「お父様、お母様、相談があるの。
ずっと考えていたのだけど」


両親が私をみる。


「私、凌凛館高校(リョウリンカンコウコウ)の芸術科に行きたいの。


外部受験を許してください」


一息に喋った。

驚いた顔で私を見つめ固まった両親。


沈黙だった。


私は、両親の返事が無いことに焦る。


「認めてあげたら?」


両親も私も声がした方をみた。


リビングの入り口に立ったまま、姉はちょっと笑いながら

「わかってるんでしょ?歌織は芸事が好きって。

私は、すべての習い事を高校卒業でやめるわ。
そして、将来はサイタグループで働きたい。
熊野のおばあ様の血を確実にひいたのは歌織だわ。
凌凛館なら、芸術科はピカイチだし、普通科も問題ないでしょ?」

姉の唯歌の発言にビックリした。

父はちょっと微笑みながら優しく声を発した。

「私は、二人とも桜輪学園を高等部まで行って欲しかった。
女の子を持った時に親として夢見たことだったから、選択肢もあたえないまま、幼稚園から行かせたのだよ。

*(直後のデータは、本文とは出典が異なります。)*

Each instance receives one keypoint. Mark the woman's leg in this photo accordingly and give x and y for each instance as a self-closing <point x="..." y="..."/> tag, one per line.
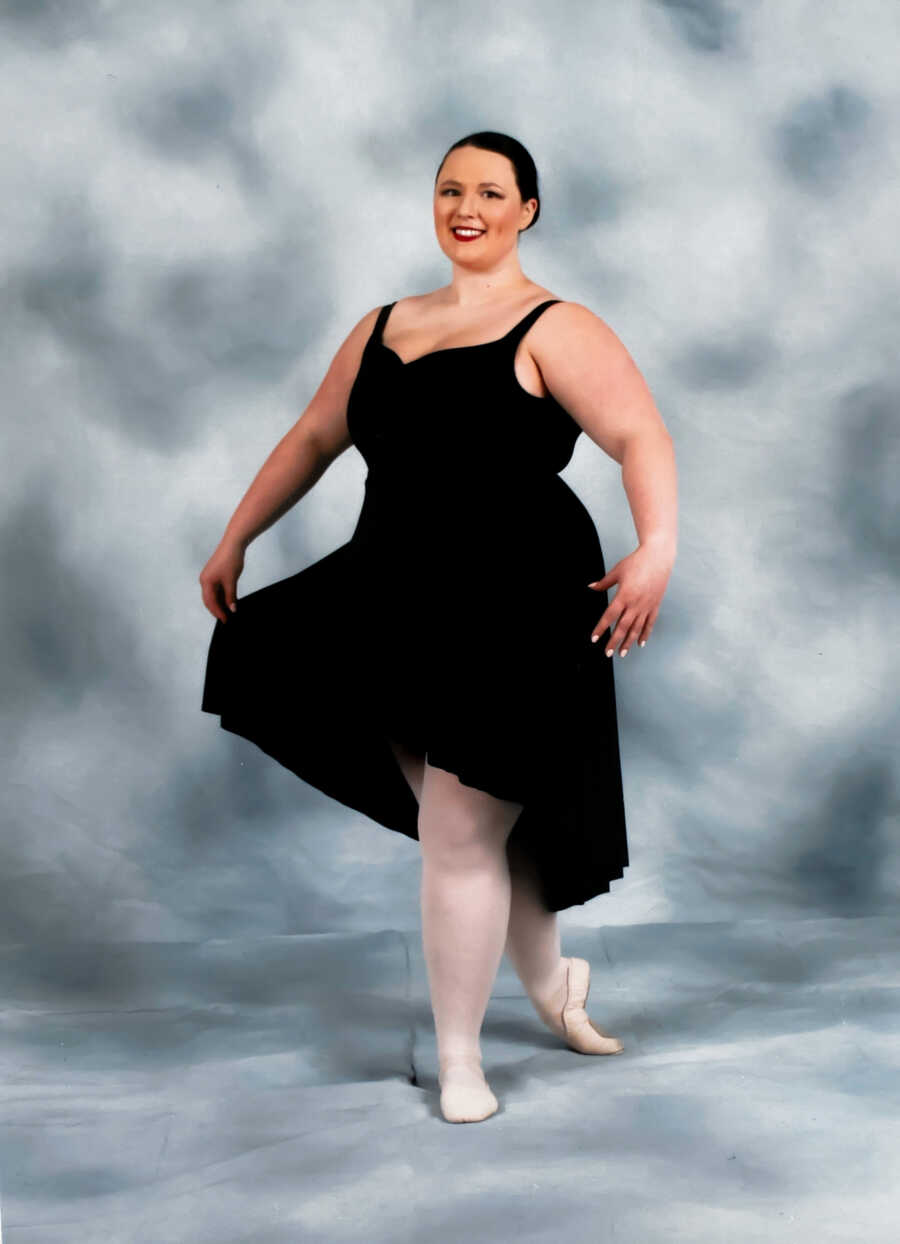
<point x="533" y="938"/>
<point x="466" y="896"/>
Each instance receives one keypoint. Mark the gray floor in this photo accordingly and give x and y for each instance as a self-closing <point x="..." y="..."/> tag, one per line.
<point x="283" y="1089"/>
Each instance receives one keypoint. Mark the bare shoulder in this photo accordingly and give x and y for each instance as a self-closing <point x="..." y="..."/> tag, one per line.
<point x="590" y="372"/>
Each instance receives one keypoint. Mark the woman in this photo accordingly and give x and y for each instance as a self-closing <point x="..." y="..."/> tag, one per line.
<point x="437" y="671"/>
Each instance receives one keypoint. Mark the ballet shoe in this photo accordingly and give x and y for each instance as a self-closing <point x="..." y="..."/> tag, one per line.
<point x="571" y="1021"/>
<point x="464" y="1094"/>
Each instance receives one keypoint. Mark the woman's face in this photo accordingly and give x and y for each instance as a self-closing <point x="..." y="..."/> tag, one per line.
<point x="477" y="189"/>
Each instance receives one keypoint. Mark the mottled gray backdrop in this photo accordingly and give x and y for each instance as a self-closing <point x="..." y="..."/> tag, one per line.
<point x="199" y="202"/>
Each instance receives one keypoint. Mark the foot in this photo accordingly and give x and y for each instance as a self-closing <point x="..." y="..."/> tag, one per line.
<point x="464" y="1092"/>
<point x="562" y="1008"/>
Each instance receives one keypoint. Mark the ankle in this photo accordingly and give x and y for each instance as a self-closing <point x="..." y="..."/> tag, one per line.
<point x="461" y="1058"/>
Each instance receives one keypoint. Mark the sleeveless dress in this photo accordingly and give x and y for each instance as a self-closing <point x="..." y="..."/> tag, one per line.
<point x="456" y="620"/>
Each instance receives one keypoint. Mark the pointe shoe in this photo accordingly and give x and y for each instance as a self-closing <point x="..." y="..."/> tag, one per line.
<point x="464" y="1095"/>
<point x="571" y="1021"/>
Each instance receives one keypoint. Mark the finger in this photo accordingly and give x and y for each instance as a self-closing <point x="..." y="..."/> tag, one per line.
<point x="649" y="625"/>
<point x="212" y="603"/>
<point x="619" y="633"/>
<point x="631" y="637"/>
<point x="608" y="620"/>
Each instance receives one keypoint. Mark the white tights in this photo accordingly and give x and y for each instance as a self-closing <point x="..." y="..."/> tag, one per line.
<point x="477" y="901"/>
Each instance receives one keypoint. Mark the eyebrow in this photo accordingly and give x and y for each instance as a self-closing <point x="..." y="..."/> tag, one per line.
<point x="447" y="181"/>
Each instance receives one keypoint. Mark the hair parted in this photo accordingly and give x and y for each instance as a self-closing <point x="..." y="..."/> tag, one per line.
<point x="519" y="157"/>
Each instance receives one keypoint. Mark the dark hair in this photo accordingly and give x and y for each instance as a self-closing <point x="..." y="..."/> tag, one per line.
<point x="520" y="159"/>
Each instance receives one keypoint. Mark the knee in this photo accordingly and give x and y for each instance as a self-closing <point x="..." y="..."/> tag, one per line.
<point x="458" y="844"/>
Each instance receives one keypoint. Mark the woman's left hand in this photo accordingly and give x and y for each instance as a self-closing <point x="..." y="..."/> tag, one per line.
<point x="630" y="615"/>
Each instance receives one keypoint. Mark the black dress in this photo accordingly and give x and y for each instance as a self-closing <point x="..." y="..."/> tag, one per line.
<point x="456" y="620"/>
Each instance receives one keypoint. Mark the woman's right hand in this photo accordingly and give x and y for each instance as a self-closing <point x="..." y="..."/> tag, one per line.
<point x="219" y="580"/>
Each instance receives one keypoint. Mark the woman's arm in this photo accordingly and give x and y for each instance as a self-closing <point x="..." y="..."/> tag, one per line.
<point x="306" y="450"/>
<point x="593" y="376"/>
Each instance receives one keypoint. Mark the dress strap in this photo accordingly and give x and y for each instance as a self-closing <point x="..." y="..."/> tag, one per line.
<point x="522" y="327"/>
<point x="375" y="337"/>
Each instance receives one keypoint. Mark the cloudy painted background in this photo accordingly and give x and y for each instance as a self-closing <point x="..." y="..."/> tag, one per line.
<point x="199" y="202"/>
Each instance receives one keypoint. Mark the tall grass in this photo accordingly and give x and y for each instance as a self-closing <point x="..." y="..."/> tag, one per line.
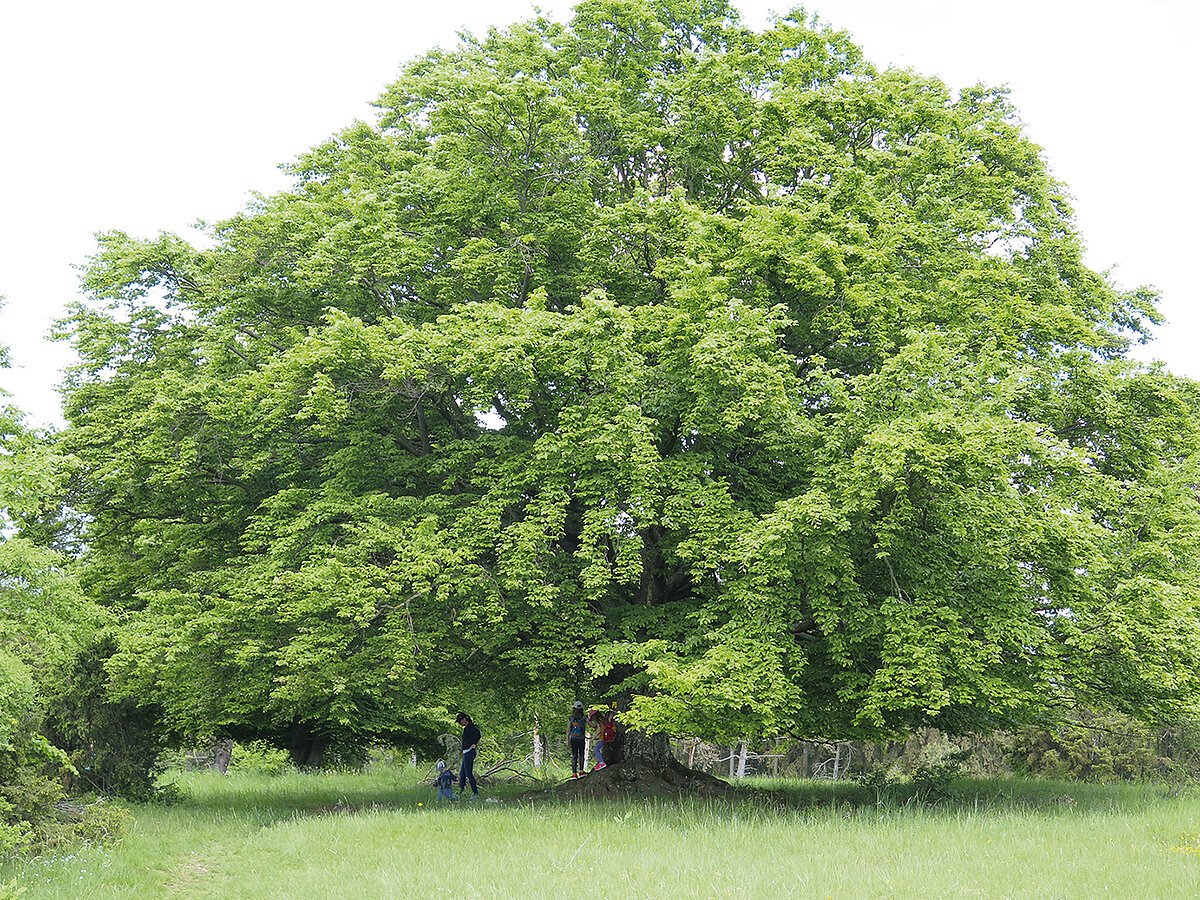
<point x="367" y="837"/>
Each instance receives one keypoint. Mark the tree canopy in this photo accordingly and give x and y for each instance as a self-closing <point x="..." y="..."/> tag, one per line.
<point x="651" y="357"/>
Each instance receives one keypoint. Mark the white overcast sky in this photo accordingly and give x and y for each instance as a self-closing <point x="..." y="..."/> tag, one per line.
<point x="149" y="115"/>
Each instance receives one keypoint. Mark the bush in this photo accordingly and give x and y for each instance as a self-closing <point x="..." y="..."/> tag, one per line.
<point x="1105" y="747"/>
<point x="115" y="745"/>
<point x="259" y="756"/>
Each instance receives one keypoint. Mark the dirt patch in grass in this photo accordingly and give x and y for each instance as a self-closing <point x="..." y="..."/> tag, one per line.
<point x="636" y="779"/>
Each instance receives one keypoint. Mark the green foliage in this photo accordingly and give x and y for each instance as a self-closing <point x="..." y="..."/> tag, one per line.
<point x="642" y="357"/>
<point x="1108" y="747"/>
<point x="43" y="622"/>
<point x="114" y="744"/>
<point x="259" y="756"/>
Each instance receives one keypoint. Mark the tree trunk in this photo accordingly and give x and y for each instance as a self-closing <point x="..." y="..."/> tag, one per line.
<point x="653" y="749"/>
<point x="222" y="756"/>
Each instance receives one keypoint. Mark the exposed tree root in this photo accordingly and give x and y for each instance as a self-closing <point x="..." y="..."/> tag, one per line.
<point x="637" y="777"/>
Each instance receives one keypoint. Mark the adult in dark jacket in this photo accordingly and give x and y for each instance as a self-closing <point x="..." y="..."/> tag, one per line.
<point x="469" y="750"/>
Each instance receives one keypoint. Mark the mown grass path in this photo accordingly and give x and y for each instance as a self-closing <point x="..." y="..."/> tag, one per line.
<point x="366" y="837"/>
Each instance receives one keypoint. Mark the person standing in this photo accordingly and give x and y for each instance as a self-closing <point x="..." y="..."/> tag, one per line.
<point x="595" y="718"/>
<point x="576" y="736"/>
<point x="471" y="737"/>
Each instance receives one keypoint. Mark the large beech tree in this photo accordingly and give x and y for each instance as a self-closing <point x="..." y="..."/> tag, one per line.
<point x="647" y="355"/>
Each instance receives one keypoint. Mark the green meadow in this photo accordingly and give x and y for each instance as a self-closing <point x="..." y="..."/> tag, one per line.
<point x="382" y="834"/>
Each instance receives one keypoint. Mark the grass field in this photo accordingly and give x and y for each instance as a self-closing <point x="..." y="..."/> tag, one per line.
<point x="364" y="835"/>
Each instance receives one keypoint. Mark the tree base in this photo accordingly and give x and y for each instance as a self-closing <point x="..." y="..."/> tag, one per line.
<point x="640" y="777"/>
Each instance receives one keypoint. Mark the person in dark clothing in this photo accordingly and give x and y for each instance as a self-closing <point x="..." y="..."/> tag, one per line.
<point x="469" y="749"/>
<point x="576" y="736"/>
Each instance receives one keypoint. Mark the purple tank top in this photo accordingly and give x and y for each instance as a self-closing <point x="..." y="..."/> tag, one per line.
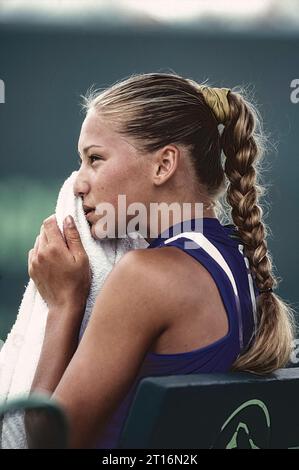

でも、唯歌のいうとおり、歌織は日本舞踊も琴もピアノも好きで稽古も頑張っているのは認めている。

歌織はどうしても行きたいのかい?」


子どもが女の子と分かったとき時からの夢。
父の気持ちを初めて聞いた。

それでも自分の気持ちを変えることはできない私がいる。


「どうしても行きたいの。

凌凛館なら、芸術科に音楽専攻以外の人もいる。

それでいて芸術全般と音楽の専門知識も勉強できて、好きな器楽も自由に選択できる。

どうしても行きたいの。

お願い!」

必死だった。

そんな私の言葉に父と母も顔を見合わせた。